When Michael Gondry directed “Eternal Sunshine of the Spotless Mind,” he gave his actors conflicting advice. In an interview in the Daily Beast, Gondry said that; “I had to talk to Kate Winslet in a different room to tell her, “Go as big as you want! This is a comedy!” And to Jim [Carrey], I’d say, “This is a drama, not a comedy.” There is a time when characters get different advice. Gondry told Jim Carrey that he shouldn’t improvise his scenes or joke his lines too much. This frustrated him during a scene where he’s laying on the bed out of frame from Mark Ruffalo and Kirsten Dunst, who were joking and laughing and going off script. He asked Gondry; “Why are they improvising? You told me the opposite.” Gondry explained it was different for his character. Though Carey was frustrated with Gondry, the film turned out to be a masterpiece in part because of the deceptions used to get it there.

While filming the “Blair Witch Project,” directors Daniel Myrick and Eduardo Sánchez took eight days making the fake horror documentary. They wanted everything to look and feel as real for the cast as they could get, and their goal was successful. Some of the ways the pair got the realistic shots in the movie about a witch included deception towards the cast. This included planting actors among the town to fool the cast into thinking that the legend was real, giving the cast less and less food throughout filming as to weaken their state of mind, as well as rattling the tent during scenes to induce real fear. In another classic horror film, Alfred Hitchcock told Tippi Hedren while filming the “Birds” that they were using mechanical birds during the climax of the film but due to a malfunction during filming, they had to use real birds instead.

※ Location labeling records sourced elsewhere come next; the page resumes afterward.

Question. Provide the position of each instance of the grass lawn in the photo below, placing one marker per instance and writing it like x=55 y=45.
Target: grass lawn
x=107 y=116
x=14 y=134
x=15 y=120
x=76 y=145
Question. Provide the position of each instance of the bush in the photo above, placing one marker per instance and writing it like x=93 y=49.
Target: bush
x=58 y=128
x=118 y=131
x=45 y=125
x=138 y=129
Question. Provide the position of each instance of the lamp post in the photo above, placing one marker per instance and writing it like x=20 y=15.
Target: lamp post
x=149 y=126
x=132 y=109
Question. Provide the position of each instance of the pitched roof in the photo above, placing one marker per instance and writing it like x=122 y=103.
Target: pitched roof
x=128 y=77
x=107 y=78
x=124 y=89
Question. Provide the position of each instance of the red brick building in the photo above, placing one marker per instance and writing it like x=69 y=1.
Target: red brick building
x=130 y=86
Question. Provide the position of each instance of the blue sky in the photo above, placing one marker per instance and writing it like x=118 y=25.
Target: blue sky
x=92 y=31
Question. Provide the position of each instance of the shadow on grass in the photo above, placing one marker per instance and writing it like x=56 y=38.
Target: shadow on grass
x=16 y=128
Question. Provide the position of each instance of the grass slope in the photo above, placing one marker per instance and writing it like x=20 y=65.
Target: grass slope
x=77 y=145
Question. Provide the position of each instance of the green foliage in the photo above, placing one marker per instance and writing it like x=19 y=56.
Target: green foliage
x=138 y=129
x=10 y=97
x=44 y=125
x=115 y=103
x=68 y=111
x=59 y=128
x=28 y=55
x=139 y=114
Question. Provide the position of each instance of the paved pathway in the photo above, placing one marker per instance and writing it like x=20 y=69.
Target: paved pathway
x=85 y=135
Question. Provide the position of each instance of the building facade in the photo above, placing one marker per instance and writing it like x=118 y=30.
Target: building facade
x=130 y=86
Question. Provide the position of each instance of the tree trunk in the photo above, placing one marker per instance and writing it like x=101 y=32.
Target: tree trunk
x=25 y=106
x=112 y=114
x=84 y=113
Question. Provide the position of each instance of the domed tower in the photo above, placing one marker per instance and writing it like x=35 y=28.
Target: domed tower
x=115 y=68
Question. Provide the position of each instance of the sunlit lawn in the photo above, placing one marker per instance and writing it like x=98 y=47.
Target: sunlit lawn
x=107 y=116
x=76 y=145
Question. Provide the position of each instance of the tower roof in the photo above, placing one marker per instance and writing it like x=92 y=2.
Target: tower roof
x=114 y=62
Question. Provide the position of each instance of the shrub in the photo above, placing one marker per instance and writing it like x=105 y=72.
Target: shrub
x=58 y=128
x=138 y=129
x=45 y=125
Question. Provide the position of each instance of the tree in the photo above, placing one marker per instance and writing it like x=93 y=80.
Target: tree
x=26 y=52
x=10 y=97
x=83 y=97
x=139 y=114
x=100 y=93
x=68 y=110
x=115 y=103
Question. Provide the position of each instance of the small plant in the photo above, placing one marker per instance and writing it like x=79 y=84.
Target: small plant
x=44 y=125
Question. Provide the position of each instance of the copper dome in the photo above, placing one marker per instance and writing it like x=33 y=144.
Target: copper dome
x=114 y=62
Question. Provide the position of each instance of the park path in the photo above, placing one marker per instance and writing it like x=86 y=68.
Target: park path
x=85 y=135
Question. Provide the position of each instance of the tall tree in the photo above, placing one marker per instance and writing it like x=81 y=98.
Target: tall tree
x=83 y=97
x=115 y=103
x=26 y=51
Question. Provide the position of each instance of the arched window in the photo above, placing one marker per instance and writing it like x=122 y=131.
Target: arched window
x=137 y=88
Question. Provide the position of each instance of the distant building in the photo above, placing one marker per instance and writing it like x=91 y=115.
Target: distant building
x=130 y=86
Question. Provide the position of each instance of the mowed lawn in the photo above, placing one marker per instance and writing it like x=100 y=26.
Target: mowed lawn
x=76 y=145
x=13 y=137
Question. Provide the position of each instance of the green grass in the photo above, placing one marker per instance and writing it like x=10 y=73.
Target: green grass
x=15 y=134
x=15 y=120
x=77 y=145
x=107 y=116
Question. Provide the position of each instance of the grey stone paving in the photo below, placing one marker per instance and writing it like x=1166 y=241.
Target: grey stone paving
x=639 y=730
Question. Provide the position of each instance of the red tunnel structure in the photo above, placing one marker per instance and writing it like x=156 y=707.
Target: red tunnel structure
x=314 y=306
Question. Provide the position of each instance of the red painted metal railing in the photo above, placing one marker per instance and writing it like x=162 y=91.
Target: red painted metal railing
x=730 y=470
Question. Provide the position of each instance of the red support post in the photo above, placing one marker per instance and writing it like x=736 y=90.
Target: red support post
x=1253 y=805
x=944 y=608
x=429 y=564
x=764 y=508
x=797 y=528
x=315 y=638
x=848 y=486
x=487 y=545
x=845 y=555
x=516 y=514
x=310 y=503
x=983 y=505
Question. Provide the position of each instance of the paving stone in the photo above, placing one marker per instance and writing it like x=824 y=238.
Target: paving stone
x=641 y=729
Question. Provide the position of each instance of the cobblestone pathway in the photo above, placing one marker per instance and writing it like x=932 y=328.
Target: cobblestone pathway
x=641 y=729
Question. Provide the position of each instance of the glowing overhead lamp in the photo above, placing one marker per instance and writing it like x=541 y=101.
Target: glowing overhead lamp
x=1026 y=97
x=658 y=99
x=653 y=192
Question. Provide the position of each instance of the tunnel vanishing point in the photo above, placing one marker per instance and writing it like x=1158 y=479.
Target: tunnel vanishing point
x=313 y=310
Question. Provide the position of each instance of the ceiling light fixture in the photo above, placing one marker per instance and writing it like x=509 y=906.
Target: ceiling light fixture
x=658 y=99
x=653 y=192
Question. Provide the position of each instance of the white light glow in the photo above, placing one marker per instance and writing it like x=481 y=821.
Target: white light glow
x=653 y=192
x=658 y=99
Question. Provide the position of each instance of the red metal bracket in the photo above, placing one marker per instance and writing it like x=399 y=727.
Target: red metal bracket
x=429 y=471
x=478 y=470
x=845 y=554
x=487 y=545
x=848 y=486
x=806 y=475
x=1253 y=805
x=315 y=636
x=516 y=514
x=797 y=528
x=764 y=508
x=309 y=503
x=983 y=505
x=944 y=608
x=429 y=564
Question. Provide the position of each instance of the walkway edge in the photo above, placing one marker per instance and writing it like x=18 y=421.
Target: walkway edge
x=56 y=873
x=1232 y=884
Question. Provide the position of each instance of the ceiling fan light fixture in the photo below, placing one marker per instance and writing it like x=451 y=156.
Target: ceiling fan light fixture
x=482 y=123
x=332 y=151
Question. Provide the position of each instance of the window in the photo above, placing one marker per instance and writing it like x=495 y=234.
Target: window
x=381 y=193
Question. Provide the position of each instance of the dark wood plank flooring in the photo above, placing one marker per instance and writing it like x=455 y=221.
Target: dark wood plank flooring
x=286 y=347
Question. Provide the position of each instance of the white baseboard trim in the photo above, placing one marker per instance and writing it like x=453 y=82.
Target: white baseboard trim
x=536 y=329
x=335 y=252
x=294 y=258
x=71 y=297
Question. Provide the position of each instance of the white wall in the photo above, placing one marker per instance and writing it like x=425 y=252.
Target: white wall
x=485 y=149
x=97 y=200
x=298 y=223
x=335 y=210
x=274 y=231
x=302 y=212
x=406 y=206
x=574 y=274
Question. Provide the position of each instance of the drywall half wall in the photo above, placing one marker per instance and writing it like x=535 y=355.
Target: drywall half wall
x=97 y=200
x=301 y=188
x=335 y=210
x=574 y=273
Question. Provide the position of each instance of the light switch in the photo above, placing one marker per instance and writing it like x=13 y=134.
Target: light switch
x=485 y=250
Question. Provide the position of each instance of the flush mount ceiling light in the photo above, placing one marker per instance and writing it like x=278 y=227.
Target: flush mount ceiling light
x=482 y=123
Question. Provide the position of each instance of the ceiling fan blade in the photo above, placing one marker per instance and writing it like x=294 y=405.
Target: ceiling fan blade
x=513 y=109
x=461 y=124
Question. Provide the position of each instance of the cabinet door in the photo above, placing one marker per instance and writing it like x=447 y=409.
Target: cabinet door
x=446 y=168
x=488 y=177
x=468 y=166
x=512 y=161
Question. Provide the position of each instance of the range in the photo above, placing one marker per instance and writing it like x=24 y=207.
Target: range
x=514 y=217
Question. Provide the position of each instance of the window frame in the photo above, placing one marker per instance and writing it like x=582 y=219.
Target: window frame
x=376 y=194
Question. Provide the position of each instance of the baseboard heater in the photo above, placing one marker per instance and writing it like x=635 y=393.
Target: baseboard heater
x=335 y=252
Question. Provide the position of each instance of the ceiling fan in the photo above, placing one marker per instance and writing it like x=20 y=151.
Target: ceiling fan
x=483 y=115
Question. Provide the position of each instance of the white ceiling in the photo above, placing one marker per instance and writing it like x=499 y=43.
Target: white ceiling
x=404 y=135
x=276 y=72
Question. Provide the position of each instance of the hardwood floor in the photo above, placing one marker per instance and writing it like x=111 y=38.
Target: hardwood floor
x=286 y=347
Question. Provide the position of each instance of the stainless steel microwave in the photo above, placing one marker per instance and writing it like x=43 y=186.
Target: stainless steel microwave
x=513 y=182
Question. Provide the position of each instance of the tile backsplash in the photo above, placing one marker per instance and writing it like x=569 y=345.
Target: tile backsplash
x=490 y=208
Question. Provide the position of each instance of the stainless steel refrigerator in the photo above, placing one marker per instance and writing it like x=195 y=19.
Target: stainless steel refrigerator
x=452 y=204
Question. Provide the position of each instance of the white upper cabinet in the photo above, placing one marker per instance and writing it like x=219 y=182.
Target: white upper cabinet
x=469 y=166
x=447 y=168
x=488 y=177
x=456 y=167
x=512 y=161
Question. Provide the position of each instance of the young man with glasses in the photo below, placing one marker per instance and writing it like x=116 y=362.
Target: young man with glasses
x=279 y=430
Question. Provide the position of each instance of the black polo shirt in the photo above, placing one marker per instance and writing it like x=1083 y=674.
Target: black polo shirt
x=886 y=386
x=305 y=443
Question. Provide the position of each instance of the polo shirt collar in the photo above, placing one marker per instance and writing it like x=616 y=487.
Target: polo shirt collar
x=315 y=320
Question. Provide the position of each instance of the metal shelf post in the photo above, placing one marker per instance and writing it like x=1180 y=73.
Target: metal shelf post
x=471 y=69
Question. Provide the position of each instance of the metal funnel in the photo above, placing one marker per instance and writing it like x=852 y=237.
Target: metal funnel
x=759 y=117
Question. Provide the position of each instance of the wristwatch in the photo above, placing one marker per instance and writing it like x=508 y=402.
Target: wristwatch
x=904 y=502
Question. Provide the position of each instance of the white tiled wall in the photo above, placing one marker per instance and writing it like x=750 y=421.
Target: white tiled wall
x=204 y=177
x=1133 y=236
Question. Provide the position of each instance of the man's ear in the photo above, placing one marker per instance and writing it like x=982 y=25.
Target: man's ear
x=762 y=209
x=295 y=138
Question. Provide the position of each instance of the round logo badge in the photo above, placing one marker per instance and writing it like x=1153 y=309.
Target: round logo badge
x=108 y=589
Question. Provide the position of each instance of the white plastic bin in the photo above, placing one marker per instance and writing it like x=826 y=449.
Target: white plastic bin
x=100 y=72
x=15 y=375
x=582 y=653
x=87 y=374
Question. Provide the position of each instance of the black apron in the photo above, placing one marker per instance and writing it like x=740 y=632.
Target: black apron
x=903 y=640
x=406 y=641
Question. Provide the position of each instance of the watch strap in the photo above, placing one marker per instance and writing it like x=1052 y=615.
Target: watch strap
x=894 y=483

Another Tool in the Director’s Toolbox

Lying in Hollywood comes in many forms. Actors lie to get a part; directors lie to get the shot. Most of the time, a lie will take you far but there are moments when it shouldn’t be your only strategy. When it comes to kid actors, sometimes keeping things in the dark may not be the right call. For  instance, when Mel Stuart made “Charlie and the Chocolate Factory,” he kept a lot of things hidden from the kid actors to gain real reactions. Some were essential to the scenes, including not seeing Gene Wilder until the exact moment they first get introduced to him at the chocolate factory. But withholding the scary boat scene altogether may have gone a little too far. The kids only knew what they were going to say, not what Willy Wonka was going to say or do throughout the scariest moment in the film.

It is is common to lie to actors in the film industry. A film, whether short or long may depend on this small fracturing of the truth in order to retrieve honest takes or to frame a moment on screen that is completely real. Directors have the sense to change perspective and to give actors a different look at their characters or scenes to gain realism. When taking on the task of directing a film, there is sometimes a obligation to twist the truth for your actors, in order to find that raw reaction.

Erin Vierra is graduate of Chico State with a BA in Communications Design with a focus in Media Arts. She is a freelance writer who enjoys obsessing over movies and books. 


  1. This perpetuates vile, abusive and autocratic behaviour. It betrays a gross ignorance of the actor’s and director’s art, and is completely misleading, dangerously so, with regard to that relationship. Trust, and the foundation of a strong creative ensemble, will yield far richer results than manipulating people for once-off effects. The examples given are taken out of context and misappropriate the work of experienced directors to serve a cheap, sensationalist line of quick solutions to creative work.